Ankommen / Abfahren – Freude / Wehmut

Die Altstadt Salamancas bleibt unbesucht. Es ist so was von neblig, dass ich zwar nahe ans Stadtzentrum fahre, einen guten Standplatz auf dem Parkplatz einer Schule finde – aber dennoch eine Kehrtwende einlege: Die schöne Altstadt verdient Bewunderung bei Wärme und guter Laune, nicht im neblig-Trüben, Klammen, Kalten.

Schade: Salamanca beherbergt eine altehrwürdige Universität, und als ich vor Jahrzehnten als 16-Jähriger dort vorbeikam, dünkte sie mich als ein traditioneller Ort der Ratio und des Diskurses, und sie gab mir den Glauben an Vernunft und Verstand mit auf den Weg. Ich wäre gerne entlang der Bogengänge gewandelt…

Schöne Stellplätze in Sabugal und Benquerenca

Es geht im – Überraschung – Nebel gen Portugal, dann auf die Landstraße nach Sabugal.
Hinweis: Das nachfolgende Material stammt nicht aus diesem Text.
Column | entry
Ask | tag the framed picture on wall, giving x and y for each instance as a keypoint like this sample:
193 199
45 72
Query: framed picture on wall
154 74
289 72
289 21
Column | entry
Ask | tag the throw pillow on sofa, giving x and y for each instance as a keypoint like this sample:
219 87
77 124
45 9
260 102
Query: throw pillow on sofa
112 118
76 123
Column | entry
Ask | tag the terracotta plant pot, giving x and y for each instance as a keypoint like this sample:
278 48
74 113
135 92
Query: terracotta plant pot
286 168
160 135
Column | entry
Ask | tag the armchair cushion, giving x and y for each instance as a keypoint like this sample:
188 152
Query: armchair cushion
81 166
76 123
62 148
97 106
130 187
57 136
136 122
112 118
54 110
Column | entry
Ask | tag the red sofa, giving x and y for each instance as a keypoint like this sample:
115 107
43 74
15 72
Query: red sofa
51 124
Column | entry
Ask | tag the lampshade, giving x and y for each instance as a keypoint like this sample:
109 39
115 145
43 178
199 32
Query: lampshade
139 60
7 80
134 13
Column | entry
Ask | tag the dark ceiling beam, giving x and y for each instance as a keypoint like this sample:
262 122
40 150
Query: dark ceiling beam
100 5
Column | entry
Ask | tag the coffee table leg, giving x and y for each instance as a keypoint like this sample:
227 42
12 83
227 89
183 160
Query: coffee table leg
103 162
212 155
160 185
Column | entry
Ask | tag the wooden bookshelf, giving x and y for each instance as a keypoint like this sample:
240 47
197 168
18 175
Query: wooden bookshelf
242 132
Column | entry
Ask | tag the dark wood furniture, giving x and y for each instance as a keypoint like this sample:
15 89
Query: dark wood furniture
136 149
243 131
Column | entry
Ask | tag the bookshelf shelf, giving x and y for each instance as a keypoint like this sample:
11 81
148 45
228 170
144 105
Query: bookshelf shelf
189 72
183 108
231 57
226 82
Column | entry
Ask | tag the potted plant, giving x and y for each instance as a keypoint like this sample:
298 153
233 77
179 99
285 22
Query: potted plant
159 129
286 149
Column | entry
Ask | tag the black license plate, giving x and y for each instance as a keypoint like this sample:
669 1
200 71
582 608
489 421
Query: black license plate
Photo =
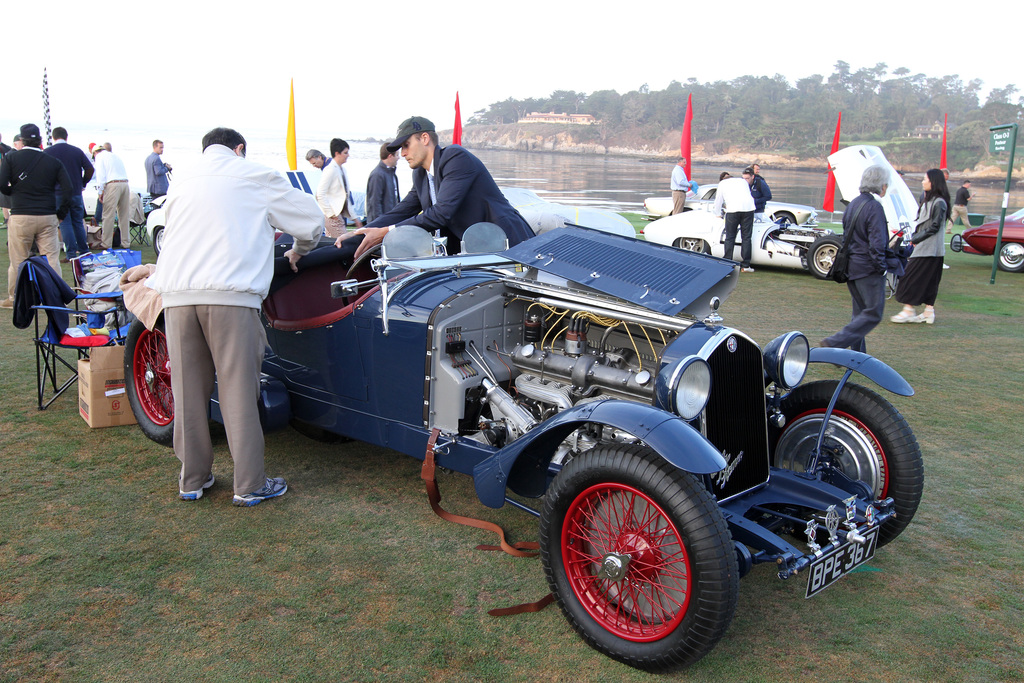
832 566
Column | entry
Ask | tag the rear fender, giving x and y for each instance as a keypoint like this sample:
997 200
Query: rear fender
869 367
523 464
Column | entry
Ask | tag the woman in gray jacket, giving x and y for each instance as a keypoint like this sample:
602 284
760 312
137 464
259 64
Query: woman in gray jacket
920 284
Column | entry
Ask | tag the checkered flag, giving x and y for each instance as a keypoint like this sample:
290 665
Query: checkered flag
46 109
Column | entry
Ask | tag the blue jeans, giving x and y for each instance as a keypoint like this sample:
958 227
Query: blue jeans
73 227
744 221
868 295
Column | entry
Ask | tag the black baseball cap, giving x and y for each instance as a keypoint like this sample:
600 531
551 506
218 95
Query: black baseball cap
411 126
30 130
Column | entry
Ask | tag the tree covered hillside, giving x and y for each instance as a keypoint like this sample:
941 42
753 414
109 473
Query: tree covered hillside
770 115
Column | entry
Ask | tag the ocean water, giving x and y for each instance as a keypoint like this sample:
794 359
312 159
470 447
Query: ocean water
614 183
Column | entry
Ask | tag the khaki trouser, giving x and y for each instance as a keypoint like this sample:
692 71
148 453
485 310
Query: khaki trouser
225 343
22 231
334 226
117 201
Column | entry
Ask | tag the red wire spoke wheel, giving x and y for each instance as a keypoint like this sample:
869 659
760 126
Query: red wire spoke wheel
639 557
626 562
148 370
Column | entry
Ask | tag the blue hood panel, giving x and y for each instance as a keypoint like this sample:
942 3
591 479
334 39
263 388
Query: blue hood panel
660 279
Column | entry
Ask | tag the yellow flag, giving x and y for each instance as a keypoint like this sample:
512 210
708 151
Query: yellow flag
293 164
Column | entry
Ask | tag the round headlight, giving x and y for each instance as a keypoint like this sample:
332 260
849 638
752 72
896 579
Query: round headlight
689 387
785 359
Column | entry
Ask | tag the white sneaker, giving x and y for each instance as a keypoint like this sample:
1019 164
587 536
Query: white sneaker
196 495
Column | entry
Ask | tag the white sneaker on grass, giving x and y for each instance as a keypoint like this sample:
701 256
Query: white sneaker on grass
196 495
271 488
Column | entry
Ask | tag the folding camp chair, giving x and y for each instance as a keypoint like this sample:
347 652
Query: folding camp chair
58 345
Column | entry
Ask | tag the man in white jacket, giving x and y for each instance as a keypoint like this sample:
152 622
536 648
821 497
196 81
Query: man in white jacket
734 197
213 272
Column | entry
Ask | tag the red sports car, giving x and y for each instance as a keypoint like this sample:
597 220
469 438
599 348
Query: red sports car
981 240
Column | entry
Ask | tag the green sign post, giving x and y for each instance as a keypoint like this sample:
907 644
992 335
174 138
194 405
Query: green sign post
1004 138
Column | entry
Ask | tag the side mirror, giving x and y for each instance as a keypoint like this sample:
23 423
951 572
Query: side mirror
344 288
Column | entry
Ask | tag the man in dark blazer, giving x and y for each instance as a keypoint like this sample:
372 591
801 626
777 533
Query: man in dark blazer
452 189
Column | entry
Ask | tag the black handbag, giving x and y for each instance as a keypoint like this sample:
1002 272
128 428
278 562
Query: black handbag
841 262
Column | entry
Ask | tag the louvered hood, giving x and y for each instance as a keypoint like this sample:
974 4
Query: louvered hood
660 279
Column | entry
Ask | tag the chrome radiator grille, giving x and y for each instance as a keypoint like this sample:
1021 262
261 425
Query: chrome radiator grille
735 420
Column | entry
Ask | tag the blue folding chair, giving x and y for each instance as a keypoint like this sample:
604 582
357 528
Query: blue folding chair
41 298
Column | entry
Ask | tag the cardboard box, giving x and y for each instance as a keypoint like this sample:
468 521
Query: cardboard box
102 398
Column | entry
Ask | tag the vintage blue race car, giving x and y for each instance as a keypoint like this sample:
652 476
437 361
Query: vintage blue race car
669 454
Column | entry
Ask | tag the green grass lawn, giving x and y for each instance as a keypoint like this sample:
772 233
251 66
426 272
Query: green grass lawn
108 577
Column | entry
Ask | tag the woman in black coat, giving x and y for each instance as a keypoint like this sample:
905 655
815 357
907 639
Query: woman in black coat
924 271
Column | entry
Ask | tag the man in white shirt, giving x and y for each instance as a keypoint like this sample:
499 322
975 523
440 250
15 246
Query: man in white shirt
213 272
115 194
734 196
680 186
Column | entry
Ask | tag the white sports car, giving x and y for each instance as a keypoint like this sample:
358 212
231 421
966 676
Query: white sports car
794 213
780 244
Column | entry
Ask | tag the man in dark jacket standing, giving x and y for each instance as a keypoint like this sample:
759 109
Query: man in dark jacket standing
865 237
382 185
32 178
452 189
80 171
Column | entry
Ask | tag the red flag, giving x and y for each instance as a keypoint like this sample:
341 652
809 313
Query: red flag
829 203
942 157
684 142
457 133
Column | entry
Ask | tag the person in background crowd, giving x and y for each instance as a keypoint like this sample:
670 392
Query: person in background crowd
920 285
115 195
332 194
759 190
157 172
382 185
317 160
4 200
964 195
213 272
734 197
97 213
680 186
32 178
867 235
80 171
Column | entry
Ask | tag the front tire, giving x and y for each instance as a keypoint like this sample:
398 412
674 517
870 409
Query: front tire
821 255
639 557
692 244
147 375
880 447
158 239
1012 257
783 215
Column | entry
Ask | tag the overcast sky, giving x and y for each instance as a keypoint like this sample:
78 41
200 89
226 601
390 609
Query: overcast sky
360 68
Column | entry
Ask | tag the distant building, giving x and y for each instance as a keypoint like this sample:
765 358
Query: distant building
551 117
932 132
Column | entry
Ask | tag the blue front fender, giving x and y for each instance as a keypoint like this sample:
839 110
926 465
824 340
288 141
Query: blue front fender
523 464
869 367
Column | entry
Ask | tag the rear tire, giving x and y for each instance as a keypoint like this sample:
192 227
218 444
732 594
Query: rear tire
639 557
821 255
147 380
882 450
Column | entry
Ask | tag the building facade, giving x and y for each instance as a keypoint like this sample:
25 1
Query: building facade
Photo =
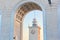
8 12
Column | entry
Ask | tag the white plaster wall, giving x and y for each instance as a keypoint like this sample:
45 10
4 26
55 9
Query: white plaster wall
8 6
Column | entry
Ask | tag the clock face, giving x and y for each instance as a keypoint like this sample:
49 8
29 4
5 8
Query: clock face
33 31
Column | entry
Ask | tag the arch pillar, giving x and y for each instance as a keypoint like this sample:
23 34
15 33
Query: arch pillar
6 25
52 27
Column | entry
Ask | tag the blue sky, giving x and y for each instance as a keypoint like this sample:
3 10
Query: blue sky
28 22
0 20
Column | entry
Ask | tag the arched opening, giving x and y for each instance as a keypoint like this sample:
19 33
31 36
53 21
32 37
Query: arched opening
19 17
38 15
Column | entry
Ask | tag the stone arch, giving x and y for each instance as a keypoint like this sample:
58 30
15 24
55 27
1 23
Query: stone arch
35 4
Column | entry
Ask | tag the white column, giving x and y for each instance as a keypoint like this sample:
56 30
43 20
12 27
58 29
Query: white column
52 29
6 25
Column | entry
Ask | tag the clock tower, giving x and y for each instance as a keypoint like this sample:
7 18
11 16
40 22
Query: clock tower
34 31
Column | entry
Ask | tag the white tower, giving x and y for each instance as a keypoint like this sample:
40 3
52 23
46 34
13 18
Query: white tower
34 31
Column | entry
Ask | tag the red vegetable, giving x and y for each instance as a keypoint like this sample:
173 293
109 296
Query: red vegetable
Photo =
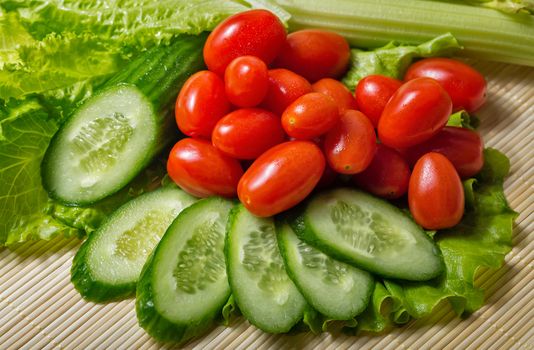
435 193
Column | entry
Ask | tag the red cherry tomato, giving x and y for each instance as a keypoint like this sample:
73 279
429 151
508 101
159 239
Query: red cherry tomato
284 88
256 32
435 193
315 54
373 93
247 133
338 91
387 176
246 81
281 177
200 169
351 145
465 86
309 116
463 147
200 104
417 111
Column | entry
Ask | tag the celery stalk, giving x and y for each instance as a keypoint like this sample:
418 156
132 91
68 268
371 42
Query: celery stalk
485 33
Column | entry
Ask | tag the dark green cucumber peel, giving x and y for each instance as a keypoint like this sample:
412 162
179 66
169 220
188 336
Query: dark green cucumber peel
89 148
337 290
414 257
257 275
152 315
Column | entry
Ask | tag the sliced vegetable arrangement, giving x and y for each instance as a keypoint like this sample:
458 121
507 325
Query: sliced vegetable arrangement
317 201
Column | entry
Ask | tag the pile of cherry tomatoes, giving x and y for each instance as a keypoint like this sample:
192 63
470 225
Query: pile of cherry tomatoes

Weitere Überraschung: Diese Gegend Portugals gleicht nahezu völlig dem mir vertrauten spanischen Galicien – Granitblöcke, Granitsteine, Mäuerchen aus Granit, sogar die Weinreben ranken sich an Granitstelen, verlassene Häuser, verlassene Dörfer.

Der Stausee bei Sabugal könnte ein schöner Stellplatz sein, aber ihm bleibt nur eine Rast vorbehalten. Immerhin widme ich seinem Ufer eine Gehmeditation. Besser kann man einen Ort nicht in sich aufnehmen. Danach fahre ich nach Benquerenca, auch dort ein attraktiver Womo-Stellplatz, der zur Übernachtung einlädt. Ich zögere. Würde gerne hier bleiben, doch wenn ich weiterfahre, könnte ich es schaffen, vor dem Einbrechen der Dunkelheit in Barril de Alva zu sein – und von dort aus würde es bis zur Atlantikküste nicht mehr fern sein… 


Es folgt ein stundenlanges wildes Gekurbel über rund 80 Kilometer krickelige portugiesische Berg-Landstraße, von Umleitungen verwirrte Navis, widersprüchliche Angaben darob, Einfahrt in Lkw-ungeeignete Engpässe, an schmalen Passagen entgegen kommende oder gar wendende Busse, einmal eine unseren Erfahrungen im marokkanischen Atlas ähnliche nicht asphaltierte Bergpiste. Im Dunkeln sehe ich mich häufiger genötigt, die vorderen und seitlichen Arbeitsscheinwerfer auf LED-Basis einzuschalten – gut, dass wir sie für solche Fälle haben montieren lassen.

Man muss wissen: Die Navigon-App auf meinem ältlichen iPad weiß, dass sie ein Wohnmobil mit den Außenmaßen 600x230x360 Zentimeter navigiert (zumindest ist das in den Einstellungen festgelegt), ist aber bei der Straßenführung recht unzuverlässig. Der Datenkrake von Google auf meinem CATPhone indes verfügt über sehr gute Straßenkenntnisse und eine sehr präzise Sprachführung, geht aber von einem Pkw aus (weiß aber zu jedem Zeitpunkt, wo ich bin, wo ich war, und vermutlich auch, wo ich sein werde).

Barril de Alva lädt zum Verweilen ein

Ich nutze beide parallel und muss im Zweifelsfalle intuitiv entscheiden, welcher Empfehlung ich den Vorrang gebe. Navigieren-bei-Gucken ist auch hilfreich. Wenn Busse, Lkw, wenigstens Mercedes- oder Ducato-Sprinter einem entgegen kommen oder geparkt sind – dann sollte der Unimog da auch durchpassen. Schließlich glückliche Ankunft, wenn auch entnervt, in Barril de Alva. Es ist stockfinster.

Am nächsten Morgen wird sich der Ort mit Fluss und Brücke (siehe vorstehendes Bild)  beim Sonnenaufgang idyllisch präsentieren. Anlass für eine Sinnesmeditation, wie ich sie beim Coyote Teaching vom Wurzeltrapp gelernt habe. Schmerzhaft, dass Reisen nicht nur ankommen bedeutet. Sondern auch abfahren (müssen).